I am implementing a function called timeout to convert a promise into a promise that will reject if not settled within a minimum amount of time.

With the following implementation, I get an uncaught (in promise) message in Chrome devtools when the promise passed to timeout rejects before the allotted time.

function timeout(promise, duration, message) {
    const timeoutPromise = new Promise((_, reject) => {
        const handle = setTimeout(() => {
            reject(new TimeoutError(message ?? "Operation timed out."))
        }, duration)
        promise.finally(() => clearTimeout(handle)) //problem line
    })
    return Promise.race([promise, timeoutPromise])
}

If I change it to the following however, I seem to have no issues.

function timeout(promise, duration, message) {
    const timeoutPromise = new Promise((_, reject) => {
        const handle = setTimeout(() => {
            reject(new TimeoutError(message ?? "Operation timed out."))
        }, duration)
        const clear = () => clearTimeout(handle)
        promise.then(clear).catch(clear)
    })
    return Promise.race([promise, timeoutPromise])
}

I'm trying to understand how calling then & catch in the second scenario is different to calling finally in the first.

This is because finally handlers are different from then and catch handlers. If the promise is rejected, a finally handler can't change rejection to resolution. Like the finally block of a try / catch / finally structure, it's meant to be largely transparent.

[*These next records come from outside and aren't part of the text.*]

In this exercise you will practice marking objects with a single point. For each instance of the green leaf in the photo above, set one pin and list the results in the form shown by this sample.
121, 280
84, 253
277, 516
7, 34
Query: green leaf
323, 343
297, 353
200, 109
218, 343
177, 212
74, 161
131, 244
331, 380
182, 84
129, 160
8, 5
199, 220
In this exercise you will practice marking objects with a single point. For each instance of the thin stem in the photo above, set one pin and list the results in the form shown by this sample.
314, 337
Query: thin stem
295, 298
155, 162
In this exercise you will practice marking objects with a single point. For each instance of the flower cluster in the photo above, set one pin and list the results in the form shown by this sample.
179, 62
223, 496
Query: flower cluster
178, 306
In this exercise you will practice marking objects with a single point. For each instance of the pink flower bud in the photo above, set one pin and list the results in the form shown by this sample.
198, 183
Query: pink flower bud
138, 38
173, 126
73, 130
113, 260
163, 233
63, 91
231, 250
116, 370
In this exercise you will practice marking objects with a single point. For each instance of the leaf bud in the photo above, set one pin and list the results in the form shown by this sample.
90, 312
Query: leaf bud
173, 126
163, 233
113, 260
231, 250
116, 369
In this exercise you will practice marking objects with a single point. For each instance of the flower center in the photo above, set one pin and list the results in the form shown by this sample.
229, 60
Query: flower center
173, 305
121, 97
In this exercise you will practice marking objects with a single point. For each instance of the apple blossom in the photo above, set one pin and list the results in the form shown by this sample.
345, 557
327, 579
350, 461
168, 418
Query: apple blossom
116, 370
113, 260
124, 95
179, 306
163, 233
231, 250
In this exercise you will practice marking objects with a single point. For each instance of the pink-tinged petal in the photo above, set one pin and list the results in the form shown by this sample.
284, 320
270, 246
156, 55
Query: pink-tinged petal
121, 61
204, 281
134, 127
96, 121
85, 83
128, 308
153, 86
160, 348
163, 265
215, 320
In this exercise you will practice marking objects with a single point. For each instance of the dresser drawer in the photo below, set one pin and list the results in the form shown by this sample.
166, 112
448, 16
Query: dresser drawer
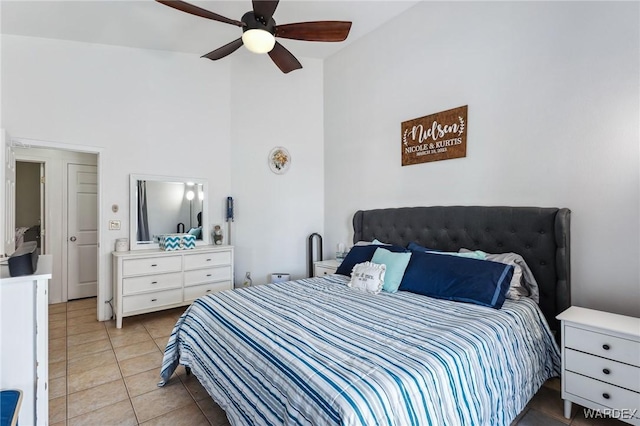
193, 292
151, 283
201, 276
151, 300
205, 260
623, 350
603, 369
151, 265
601, 393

Here's how I describe it in my new book (Chapter 8):

In the normal case, a finally handler has no effect on the fulfillment or rejection passing through it (like a finally block): any value it returns other than a thenable that is/gets rejected is ignored. But if it throws an error or returns a thenable that rejects, that error/rejection supersedes any fulfillment or rejection passing through it (just like throw in a finally block). So it can't change a fulfillment value — not even if it returns a different value — but it can change a rejection reason into a different rejection reason, it can change a fulfillment into a rejection, and it can delay a fulfillment (by returning a thenable that is ultimately fulfilled).

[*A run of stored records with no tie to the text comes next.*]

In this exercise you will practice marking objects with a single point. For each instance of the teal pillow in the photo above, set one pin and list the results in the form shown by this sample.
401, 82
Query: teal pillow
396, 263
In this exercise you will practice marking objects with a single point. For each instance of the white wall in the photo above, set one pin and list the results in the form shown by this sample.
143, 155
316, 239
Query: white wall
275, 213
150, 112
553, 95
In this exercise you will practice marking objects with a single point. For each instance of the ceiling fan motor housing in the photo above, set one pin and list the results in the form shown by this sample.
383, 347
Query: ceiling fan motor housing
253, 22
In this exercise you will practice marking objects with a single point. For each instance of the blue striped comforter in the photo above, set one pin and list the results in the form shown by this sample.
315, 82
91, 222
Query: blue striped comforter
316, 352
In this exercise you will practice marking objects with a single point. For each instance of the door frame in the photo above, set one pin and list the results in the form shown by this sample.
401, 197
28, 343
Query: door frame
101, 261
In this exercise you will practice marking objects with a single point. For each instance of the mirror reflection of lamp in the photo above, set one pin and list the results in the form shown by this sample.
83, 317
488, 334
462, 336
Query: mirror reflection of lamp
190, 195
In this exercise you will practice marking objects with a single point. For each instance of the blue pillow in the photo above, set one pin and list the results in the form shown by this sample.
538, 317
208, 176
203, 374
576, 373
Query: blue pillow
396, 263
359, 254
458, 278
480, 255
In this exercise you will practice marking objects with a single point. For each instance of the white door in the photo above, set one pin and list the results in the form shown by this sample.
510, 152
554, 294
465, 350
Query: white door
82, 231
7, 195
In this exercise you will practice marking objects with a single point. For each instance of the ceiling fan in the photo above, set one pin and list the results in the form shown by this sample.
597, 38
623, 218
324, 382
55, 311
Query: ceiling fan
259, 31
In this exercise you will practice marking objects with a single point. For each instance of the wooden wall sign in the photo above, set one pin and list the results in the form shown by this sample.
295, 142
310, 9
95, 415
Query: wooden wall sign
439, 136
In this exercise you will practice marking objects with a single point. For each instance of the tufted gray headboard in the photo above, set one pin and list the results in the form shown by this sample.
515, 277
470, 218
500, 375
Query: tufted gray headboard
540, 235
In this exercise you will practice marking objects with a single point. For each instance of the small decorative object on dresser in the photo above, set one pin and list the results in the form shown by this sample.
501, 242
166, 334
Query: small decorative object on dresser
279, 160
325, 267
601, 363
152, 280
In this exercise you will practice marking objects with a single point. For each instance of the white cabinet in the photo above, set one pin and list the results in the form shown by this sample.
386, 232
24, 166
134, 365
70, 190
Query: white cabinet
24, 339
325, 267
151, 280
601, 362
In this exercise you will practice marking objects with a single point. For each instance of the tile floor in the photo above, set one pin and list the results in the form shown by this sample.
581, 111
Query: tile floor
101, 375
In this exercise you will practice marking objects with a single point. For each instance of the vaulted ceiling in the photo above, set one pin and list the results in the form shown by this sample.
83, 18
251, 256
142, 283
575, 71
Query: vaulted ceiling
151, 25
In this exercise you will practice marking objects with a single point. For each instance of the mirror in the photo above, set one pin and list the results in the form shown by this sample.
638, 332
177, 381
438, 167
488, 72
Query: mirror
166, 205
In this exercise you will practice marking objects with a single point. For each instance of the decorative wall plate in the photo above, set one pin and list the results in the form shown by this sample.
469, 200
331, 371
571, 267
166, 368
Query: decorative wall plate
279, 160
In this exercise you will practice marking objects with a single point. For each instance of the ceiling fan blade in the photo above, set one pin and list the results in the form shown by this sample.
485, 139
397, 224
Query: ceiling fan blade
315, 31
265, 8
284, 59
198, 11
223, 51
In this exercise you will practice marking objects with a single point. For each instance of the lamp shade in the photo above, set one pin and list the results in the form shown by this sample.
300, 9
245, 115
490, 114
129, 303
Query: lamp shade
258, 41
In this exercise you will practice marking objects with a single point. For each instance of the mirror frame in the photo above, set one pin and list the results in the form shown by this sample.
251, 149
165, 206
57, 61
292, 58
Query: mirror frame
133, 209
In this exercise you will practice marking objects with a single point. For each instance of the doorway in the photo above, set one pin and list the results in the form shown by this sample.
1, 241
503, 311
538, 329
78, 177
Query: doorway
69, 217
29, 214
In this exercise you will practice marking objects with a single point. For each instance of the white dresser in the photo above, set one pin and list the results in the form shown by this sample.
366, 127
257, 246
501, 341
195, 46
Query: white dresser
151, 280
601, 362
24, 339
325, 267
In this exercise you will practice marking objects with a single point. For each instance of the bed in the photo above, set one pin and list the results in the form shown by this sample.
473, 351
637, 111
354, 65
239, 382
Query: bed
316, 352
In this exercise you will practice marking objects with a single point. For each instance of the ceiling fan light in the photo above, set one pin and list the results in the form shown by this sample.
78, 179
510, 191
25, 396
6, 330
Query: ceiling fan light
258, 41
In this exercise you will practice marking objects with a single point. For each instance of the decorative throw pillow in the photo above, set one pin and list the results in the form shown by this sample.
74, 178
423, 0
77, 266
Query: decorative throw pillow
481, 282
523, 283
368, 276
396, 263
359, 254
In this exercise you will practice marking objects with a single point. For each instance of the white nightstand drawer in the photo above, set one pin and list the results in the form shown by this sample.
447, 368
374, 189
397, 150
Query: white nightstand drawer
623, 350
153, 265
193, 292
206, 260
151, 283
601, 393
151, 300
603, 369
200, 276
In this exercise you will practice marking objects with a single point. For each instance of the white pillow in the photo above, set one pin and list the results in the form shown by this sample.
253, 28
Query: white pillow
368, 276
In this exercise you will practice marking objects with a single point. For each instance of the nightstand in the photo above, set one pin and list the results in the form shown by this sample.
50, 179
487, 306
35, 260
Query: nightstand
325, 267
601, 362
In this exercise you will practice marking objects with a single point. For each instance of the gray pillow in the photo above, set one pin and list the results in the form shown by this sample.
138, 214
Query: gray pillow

Or to put it another way: it's like a finally block that can't contain a return statement. (It might have a throw or might call a function or do some operation that throws, but it can't return a new value.

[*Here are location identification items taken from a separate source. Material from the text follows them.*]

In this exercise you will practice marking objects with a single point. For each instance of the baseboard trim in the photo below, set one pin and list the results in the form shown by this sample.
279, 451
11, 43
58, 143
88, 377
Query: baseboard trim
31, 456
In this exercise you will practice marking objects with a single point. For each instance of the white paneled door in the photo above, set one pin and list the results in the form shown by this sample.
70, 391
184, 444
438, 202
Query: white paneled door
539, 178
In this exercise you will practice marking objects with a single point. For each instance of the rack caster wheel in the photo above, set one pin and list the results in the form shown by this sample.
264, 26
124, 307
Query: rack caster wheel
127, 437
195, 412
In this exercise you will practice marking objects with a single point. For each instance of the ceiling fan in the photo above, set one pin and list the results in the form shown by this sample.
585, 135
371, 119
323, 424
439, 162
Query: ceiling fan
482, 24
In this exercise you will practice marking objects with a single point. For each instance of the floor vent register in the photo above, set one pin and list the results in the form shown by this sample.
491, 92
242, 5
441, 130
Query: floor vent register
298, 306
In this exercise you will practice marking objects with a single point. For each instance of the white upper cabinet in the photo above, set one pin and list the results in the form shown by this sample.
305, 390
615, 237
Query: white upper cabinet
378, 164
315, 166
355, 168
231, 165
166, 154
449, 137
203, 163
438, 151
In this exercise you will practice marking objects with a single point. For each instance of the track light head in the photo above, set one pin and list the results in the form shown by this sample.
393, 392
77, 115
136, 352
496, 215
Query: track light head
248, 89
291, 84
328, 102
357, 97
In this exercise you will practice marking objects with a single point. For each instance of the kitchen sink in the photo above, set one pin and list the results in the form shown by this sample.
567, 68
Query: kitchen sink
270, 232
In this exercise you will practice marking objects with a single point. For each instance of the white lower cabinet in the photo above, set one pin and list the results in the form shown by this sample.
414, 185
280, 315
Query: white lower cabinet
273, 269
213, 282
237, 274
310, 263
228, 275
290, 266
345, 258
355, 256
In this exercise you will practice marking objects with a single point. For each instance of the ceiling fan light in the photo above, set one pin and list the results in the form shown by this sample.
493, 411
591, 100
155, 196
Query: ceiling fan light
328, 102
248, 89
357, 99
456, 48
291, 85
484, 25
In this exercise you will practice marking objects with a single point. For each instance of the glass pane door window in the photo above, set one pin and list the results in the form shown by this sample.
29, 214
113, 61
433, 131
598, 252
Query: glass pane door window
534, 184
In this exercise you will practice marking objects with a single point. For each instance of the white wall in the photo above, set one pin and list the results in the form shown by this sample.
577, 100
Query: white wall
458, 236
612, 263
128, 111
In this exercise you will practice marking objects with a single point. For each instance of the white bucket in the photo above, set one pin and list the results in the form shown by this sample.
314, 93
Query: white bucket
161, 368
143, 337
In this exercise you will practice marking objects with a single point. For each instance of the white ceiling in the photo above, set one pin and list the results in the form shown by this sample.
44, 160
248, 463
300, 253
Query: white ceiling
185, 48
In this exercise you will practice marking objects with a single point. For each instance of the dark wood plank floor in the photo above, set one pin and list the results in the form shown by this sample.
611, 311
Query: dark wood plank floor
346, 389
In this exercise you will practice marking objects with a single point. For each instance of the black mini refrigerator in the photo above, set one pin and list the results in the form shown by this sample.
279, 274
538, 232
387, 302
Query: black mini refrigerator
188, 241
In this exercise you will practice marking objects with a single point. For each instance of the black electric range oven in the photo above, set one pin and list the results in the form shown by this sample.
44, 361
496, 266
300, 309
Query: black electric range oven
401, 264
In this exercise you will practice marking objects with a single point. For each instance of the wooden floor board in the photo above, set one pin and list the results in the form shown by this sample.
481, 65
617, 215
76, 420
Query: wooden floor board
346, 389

Here's an example of not being able to convert rejection to fulfillment:

 Promise.reject(new Error("Failed")).finally(() => { console.log("finally handler returns null"); return null; });
 Look in the browser's real console to see the unhandled rejection error.


Another way to deal with it in your code is to do this in place of the problem line:

promise.catch(() => {}).finally(() => clearTimeout(handle))

or

promise.catch(() => {}).then(() => clearTimeout(handle))

That converts rejection to fulfillment (only on this branch) prior to the finally (or then ) handler.